The team set out to create a workflow and a visual search engine that was specialised to support research and activism in conflict zones. Working with the technology partner VFRAME, they focused on the challenge of identifying and indexing cluster and cargo munitions (which are banned under international treaty) in individual video frames, using a neural network computer vision approach. Similar computer vision tools already existed, but they were all privately owned (many for military purposes) or too generic for use in this specialised context. Initially the team used a labour-intensive manual annotation approach to generate hundreds of labelled data objects to train the model – with the help of students and researchers at Berkeley Human Rights Center. This effort was not sufficient to train the data-hungry computer vision algorithm, so the team coupled their machine-learning pipeline to a 3D modelling software that simulated new photorealistic images of cargo and munitions under a wide variety of photographic conditions. The interaction between researchers and the algorithm is continuous. As researchers add resources to the database and tag relevant video frames with annotations of the munitions they contain, this data is fed back into training the algorithm, ensuring ongoing refinement of its performance.
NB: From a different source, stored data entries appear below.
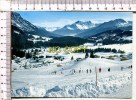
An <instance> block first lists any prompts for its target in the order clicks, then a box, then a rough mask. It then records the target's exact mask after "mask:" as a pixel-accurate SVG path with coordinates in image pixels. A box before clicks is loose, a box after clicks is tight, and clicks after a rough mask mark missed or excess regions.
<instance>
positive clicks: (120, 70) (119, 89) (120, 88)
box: [12, 58, 132, 98]
mask: <svg viewBox="0 0 136 100" xmlns="http://www.w3.org/2000/svg"><path fill="white" fill-rule="evenodd" d="M105 61H106V63H104V62H105ZM13 64H14V63H13ZM130 65H131V60H129V61H127V62H126V61H124V62H120V61H111V60H105V59H98V58H97V59H90V58H88V59H84V60H82V61H80V62H79V63H76V62H75V63H74V62H71V63H68V64H67V65H65V66H63V67H62V68H63V69H62V68H59V67H56V66H55V65H50V66H42V67H40V68H35V69H26V70H20V71H16V72H14V73H13V74H12V77H13V79H12V96H13V97H108V96H107V95H109V94H110V95H112V93H114V94H118V93H119V91H120V90H121V89H123V88H125V87H128V86H131V79H132V75H131V70H130V69H126V70H124V71H121V70H120V67H121V66H122V67H127V66H130ZM95 67H97V69H98V68H99V67H101V68H102V72H101V73H98V77H97V78H98V80H97V82H98V83H97V86H96V75H95ZM107 68H111V72H108V71H107ZM72 69H75V71H76V73H75V74H74V73H72ZM87 69H91V70H92V72H91V73H90V72H89V73H88V74H87V73H86V70H87ZM79 70H81V73H79ZM54 71H57V73H56V74H54V73H52V72H54ZM61 72H62V73H63V74H61ZM129 90H130V91H131V88H129ZM126 92H127V91H126ZM126 92H125V93H126ZM114 97H116V95H114ZM120 98H131V93H129V95H128V96H127V97H126V96H125V95H124V96H121V97H120Z"/></svg>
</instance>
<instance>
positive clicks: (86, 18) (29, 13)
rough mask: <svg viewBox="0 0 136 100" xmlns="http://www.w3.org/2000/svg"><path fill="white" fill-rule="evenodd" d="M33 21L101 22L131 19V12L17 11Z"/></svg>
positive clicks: (42, 26)
mask: <svg viewBox="0 0 136 100" xmlns="http://www.w3.org/2000/svg"><path fill="white" fill-rule="evenodd" d="M17 13H20V15H21V16H22V17H23V18H24V19H26V20H28V21H29V22H31V23H33V24H34V25H38V26H42V27H63V26H64V25H67V24H72V23H74V22H76V21H78V20H80V21H92V22H94V23H101V22H105V21H109V20H114V19H118V18H121V19H124V20H126V21H132V13H131V12H23V11H22V12H17Z"/></svg>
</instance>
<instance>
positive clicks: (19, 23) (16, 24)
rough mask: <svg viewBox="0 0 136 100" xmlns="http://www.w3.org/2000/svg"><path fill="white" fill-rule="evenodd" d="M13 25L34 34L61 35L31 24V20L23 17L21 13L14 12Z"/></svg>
mask: <svg viewBox="0 0 136 100" xmlns="http://www.w3.org/2000/svg"><path fill="white" fill-rule="evenodd" d="M12 25H13V26H16V27H17V28H19V29H20V30H22V31H23V32H25V33H27V34H32V35H39V36H47V37H57V36H59V35H57V34H53V33H51V32H48V31H46V30H45V29H44V28H42V27H37V26H35V25H33V24H31V23H30V22H29V21H27V20H25V19H23V18H22V17H21V15H20V14H19V13H16V12H12ZM13 30H14V29H13Z"/></svg>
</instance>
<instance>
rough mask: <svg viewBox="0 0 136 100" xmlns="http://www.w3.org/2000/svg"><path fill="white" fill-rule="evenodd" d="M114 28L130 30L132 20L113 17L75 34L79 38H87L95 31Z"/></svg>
mask: <svg viewBox="0 0 136 100" xmlns="http://www.w3.org/2000/svg"><path fill="white" fill-rule="evenodd" d="M116 29H121V30H132V22H131V21H129V22H128V21H125V20H123V19H115V20H111V21H109V22H104V23H102V24H100V25H98V26H97V27H94V28H92V29H88V30H87V31H85V32H83V33H80V34H78V35H76V36H77V37H81V38H88V37H90V36H92V35H95V34H97V33H101V32H104V31H107V30H116Z"/></svg>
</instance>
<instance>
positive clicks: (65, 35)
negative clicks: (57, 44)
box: [53, 21, 98, 36]
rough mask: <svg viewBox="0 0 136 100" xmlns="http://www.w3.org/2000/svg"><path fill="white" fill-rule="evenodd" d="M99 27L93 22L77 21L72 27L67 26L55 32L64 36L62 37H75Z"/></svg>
mask: <svg viewBox="0 0 136 100" xmlns="http://www.w3.org/2000/svg"><path fill="white" fill-rule="evenodd" d="M96 26H98V24H94V23H92V22H91V21H86V22H83V21H77V22H75V23H73V24H71V25H66V26H64V27H62V28H60V29H57V30H55V31H53V32H54V33H56V34H59V35H62V36H74V35H77V34H79V33H81V32H84V31H85V30H87V29H91V28H94V27H96Z"/></svg>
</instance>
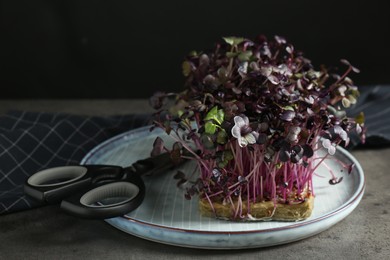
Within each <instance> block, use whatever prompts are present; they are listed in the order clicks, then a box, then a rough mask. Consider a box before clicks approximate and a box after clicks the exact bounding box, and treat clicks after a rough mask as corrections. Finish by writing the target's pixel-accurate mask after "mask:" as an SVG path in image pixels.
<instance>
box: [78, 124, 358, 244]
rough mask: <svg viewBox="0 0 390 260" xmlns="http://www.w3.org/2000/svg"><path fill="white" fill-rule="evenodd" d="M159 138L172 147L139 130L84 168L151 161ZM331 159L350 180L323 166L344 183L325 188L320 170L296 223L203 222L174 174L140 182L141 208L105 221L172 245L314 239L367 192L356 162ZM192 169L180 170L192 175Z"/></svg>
mask: <svg viewBox="0 0 390 260" xmlns="http://www.w3.org/2000/svg"><path fill="white" fill-rule="evenodd" d="M157 136H160V137H162V138H163V139H164V140H165V142H166V143H169V142H172V141H171V139H170V137H168V136H166V135H165V134H164V133H163V132H162V131H161V130H158V129H156V130H154V131H153V132H149V127H144V128H139V129H136V130H132V131H129V132H127V133H124V134H121V135H119V136H116V137H114V138H112V139H109V140H108V141H106V142H104V143H102V144H100V145H99V146H97V147H96V148H94V149H93V150H92V151H90V152H89V153H88V154H87V155H86V156H85V158H84V159H83V160H82V164H114V165H120V166H128V165H130V164H132V163H133V162H135V161H137V160H138V159H142V158H146V157H148V156H149V154H150V151H151V147H152V144H153V141H154V139H155V138H156V137H157ZM335 157H336V158H337V159H338V160H341V161H343V162H346V163H351V162H352V163H355V167H354V170H353V171H352V173H351V174H350V175H348V174H347V173H346V171H345V170H344V171H342V170H341V168H340V166H339V164H337V163H335V161H334V160H327V161H326V164H327V167H328V168H330V169H332V170H333V171H334V173H335V174H336V175H337V176H339V177H341V176H343V177H344V179H343V181H342V182H341V183H339V184H337V185H329V183H328V181H329V179H330V175H329V171H328V169H327V168H326V167H325V166H320V167H319V169H318V170H317V172H316V173H318V174H319V175H321V176H324V177H323V178H321V177H317V176H316V177H314V180H313V182H314V188H315V195H316V197H315V202H314V210H313V213H312V216H311V217H310V218H309V219H306V220H304V221H300V222H276V221H272V222H244V223H239V222H230V221H224V220H216V219H213V218H207V217H202V216H200V214H199V213H198V208H197V203H198V201H197V199H195V198H193V199H192V200H190V201H189V200H186V199H185V198H184V193H183V191H182V190H181V189H178V188H177V187H176V180H174V179H173V175H174V174H175V173H176V171H177V169H176V170H172V171H169V172H166V174H163V175H160V176H153V177H144V180H145V184H146V196H145V200H144V201H143V203H142V205H141V206H140V207H139V208H138V209H136V210H135V211H133V212H130V213H129V214H127V215H126V216H123V217H117V218H112V219H107V220H106V221H107V222H108V223H109V224H111V225H113V226H114V227H116V228H118V229H120V230H123V231H125V232H127V233H129V234H132V235H135V236H138V237H141V238H144V239H148V240H152V241H156V242H160V243H166V244H171V245H177V246H184V247H194V248H208V249H240V248H254V247H266V246H273V245H279V244H284V243H289V242H293V241H297V240H300V239H303V238H307V237H310V236H313V235H315V234H318V233H320V232H322V231H324V230H326V229H328V228H329V227H331V226H333V225H334V224H336V223H337V222H339V221H340V220H342V219H344V218H345V217H346V216H347V215H348V214H350V213H351V212H352V211H353V210H354V209H355V208H356V206H357V205H358V204H359V202H360V200H361V198H362V196H363V193H364V187H365V180H364V174H363V170H362V168H361V166H360V164H359V163H358V162H357V161H356V159H355V158H354V157H353V156H352V155H351V154H350V153H348V152H347V151H346V150H344V149H341V148H339V149H338V150H337V153H336V155H335ZM194 167H195V166H194V164H191V163H187V164H184V165H183V166H181V170H182V171H186V172H189V171H192V169H193V168H194Z"/></svg>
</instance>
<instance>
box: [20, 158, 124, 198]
mask: <svg viewBox="0 0 390 260" xmlns="http://www.w3.org/2000/svg"><path fill="white" fill-rule="evenodd" d="M123 175H124V172H123V168H122V167H120V166H111V165H79V166H60V167H54V168H49V169H45V170H42V171H39V172H37V173H35V174H33V175H32V176H30V178H28V179H27V181H26V183H25V185H24V192H25V194H27V195H29V196H30V197H32V198H34V199H36V200H38V201H40V202H45V203H57V202H59V201H60V200H62V199H64V198H66V197H68V196H70V195H72V194H74V193H75V192H77V191H79V190H82V189H85V188H87V187H88V186H91V185H94V184H95V183H107V182H113V181H116V180H118V181H119V180H121V178H122V177H123Z"/></svg>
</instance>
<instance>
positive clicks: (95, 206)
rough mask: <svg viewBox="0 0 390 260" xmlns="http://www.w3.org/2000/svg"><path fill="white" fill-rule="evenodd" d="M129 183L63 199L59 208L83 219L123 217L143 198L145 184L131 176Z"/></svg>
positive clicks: (141, 199)
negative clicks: (88, 218) (60, 205)
mask: <svg viewBox="0 0 390 260" xmlns="http://www.w3.org/2000/svg"><path fill="white" fill-rule="evenodd" d="M130 178H131V182H127V181H126V182H113V183H109V184H104V185H102V186H99V187H96V188H94V189H91V190H88V191H86V192H80V193H78V194H76V195H75V196H71V197H69V198H66V199H64V200H63V201H62V202H61V208H62V209H64V210H65V211H67V212H68V213H70V214H72V215H76V216H79V217H84V218H95V219H105V218H111V217H116V216H121V215H124V214H126V213H128V212H130V211H133V210H134V209H136V208H137V207H138V206H139V205H140V204H141V203H142V201H143V199H144V197H145V184H144V182H143V180H142V179H141V177H140V176H139V175H137V174H132V176H131V177H130Z"/></svg>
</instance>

The AI model has been integrated into the visual search engine, where it automatically indexes images and video frames relevant to search queries. The use of AI in this project has been designed to accelerate and amplify the existing efforts of researchers and human rights investigators. The team has started working towards transferring their approach to documented footage from the conflict in Yemen, demonstrating the wider impact of their approach. Although still in early stages of deployment, it has the potential to radically transform human rights investigations.